Проходили недели, кончилось лето, и в воздухе закружились осенние листья, а он все не мог прийти в себя, хоть и старался изо всех сил не подавать виду. На все расспросы Наташи и Верочки отвечал что-то невразумительное — мол, устал, переработал, подхватил простуду, магнитная буря началась…
Уже в конце сентября, когда зарядили промозглые осенние дожди, приятель Леха зашел в гости. Когда-то они с Максимом учились вместе в институте, потом надолго потеряли друг друга, а когда снова встретились — Леха активно занимался бизнесом, пригоняя подержанные иномарки из Германии.

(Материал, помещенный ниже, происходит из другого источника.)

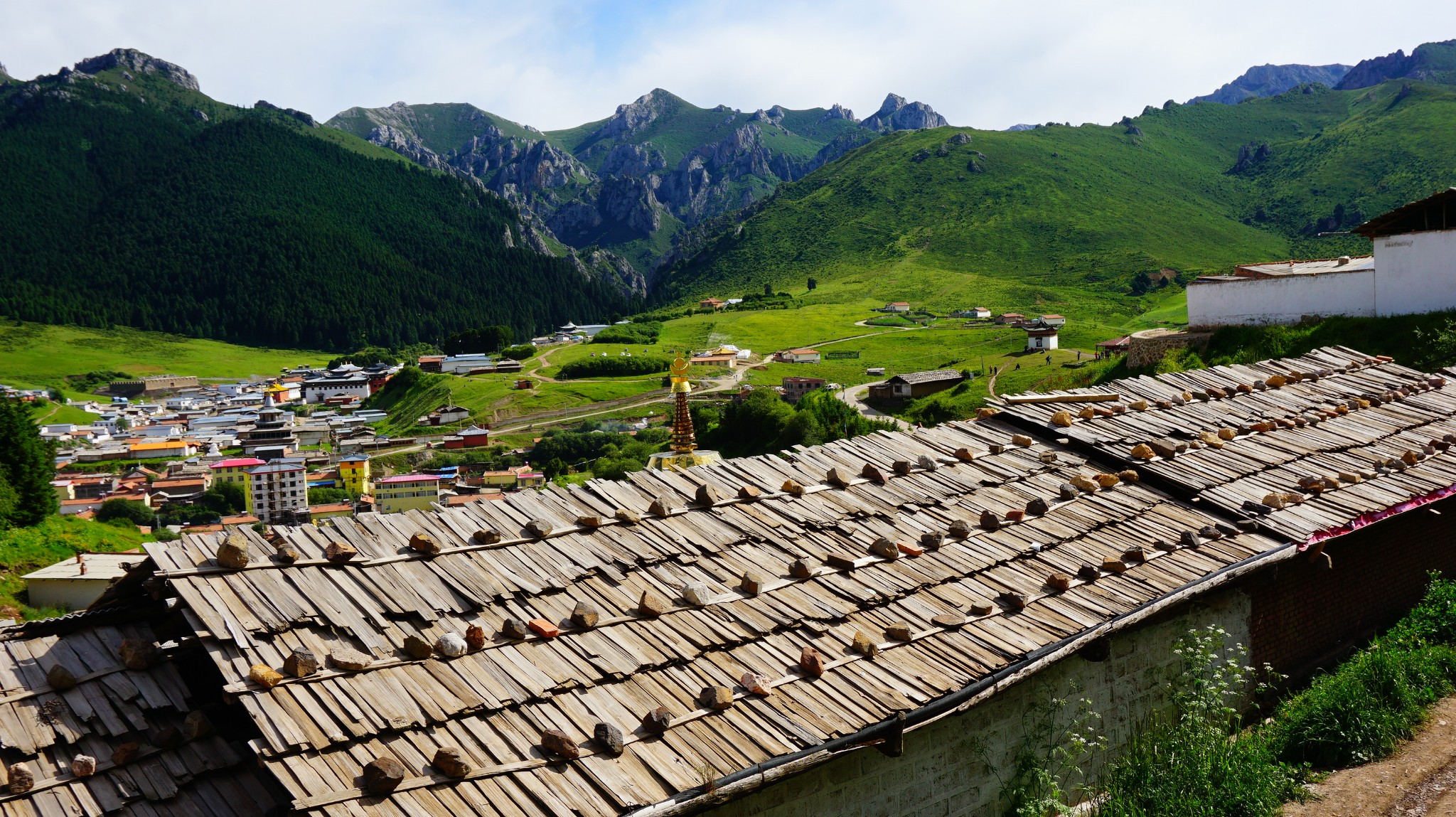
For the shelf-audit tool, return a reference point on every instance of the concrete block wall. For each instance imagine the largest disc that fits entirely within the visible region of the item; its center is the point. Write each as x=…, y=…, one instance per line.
x=944, y=771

В своих начинаниях Леха оказался удачлив не в пример многим. Теперь он — владелец крупного процветающего автосалона, уважаемый человек, дружит и с властями, и с бандитами, милицейским начальникам продает иномарки по смешным ценам, а с «братками» ходит в сауну. «Не имей сто рублей (все равно не хватит!), а имей сто друзей», — любит повторять он, и, надо признаться, этот девиз его никогда не подводит. В глубине души Максим подозревал, что он — единственный человек, с кем Леха общается просто так, для души, а не по делу.

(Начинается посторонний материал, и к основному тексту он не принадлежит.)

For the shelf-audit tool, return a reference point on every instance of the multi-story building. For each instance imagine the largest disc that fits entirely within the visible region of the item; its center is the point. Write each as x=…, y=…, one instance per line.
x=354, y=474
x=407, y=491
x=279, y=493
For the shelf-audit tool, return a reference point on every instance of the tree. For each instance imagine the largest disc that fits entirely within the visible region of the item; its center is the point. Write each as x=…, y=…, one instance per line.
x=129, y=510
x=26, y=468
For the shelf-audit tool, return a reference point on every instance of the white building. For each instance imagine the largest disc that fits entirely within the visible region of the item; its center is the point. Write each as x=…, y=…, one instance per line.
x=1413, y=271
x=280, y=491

Вот и тогда зашел в гости без всякой цели, просто посидеть и потрепаться «за жизнь». Увидев его бледную физиономию и круги под глазами, Леха укоризненно покачал головой:
— Ну ты даешь! Краше в гроб кладут. Заболел, что ли? Или перебрал вчера?
— Да нет… Работаю много.
Максим кривил душой. Уже который день он не подходил к компьютеру и, если звонили из редакции, отвечал вежливо, но уклончиво: «Да, конечно, работаю! Обдумываю сюжет, подбираю материал… Будет книга, будет непременно!»
Потом вешал трубку с тяжелым вздохом, пытался набрасывать какие-то заметки в блокноте, чего раньше никогда не делал, но получалась такая чушь, что, перечитывая написанное, он краснел от стыда и, чертыхаясь себе под нос, рвал исписанные листки на мелкие кусочки.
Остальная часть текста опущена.